School bus

Ben is now at school full time. He goes to the special primary school in our borough so we have to drive him there which takes 20-30mins.

Most children who go to the school get the school bus. I spoke to various people about this before the summer and was given the impression that the school bus is all or nothing – every morning and afternoon or not at all. I was grumpy about it on a day when I happened to be interviewed for a film about parenting children with special educational needs. I grumbled at length about the inflexibility of such systems.

I applied for transport assistance, thinking that I’d see what happened and we didn’t have to take it if we didn’t want to. I was told we could pretend we had physio every afternoon so Ben couldn’t get the bus. A woman who works for the transport bit of the council then came to visit us and assess Ben’s needs. She was really friendly, confirmed Ben would be offered a place on the bus due to his disability, and said it was totally up to us how often and when he used it. All of the scare stories about the inflexibility of the bus were totally unfounded!

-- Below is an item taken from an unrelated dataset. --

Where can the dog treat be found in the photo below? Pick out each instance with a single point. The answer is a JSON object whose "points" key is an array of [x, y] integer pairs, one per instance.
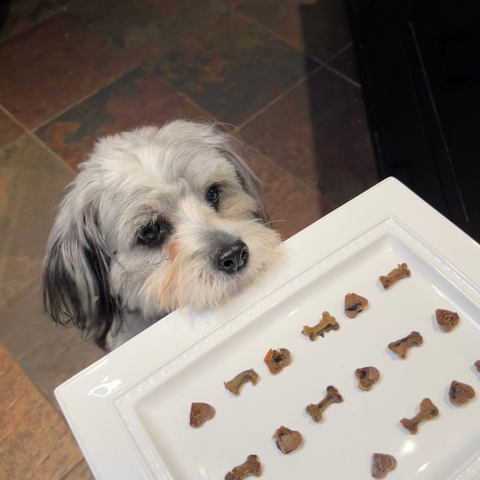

We then couldn’t decide what to do because Ben is so young and time to fit in his breakfast in the morning is already limited (the bus arrives half an hour earlier than if I drive him straight there). I enjoyed taking and collecting him when he had gone to school 2.5 days a week last year and it meant I got to know the staff and kids at the school. But doing the school run for an hour every morning and afternoon five days a week is a lot of time – time that could be spent with my other child, or working, or making a dent on the Ben-admin/washing/massive piles of lego in my sitting room.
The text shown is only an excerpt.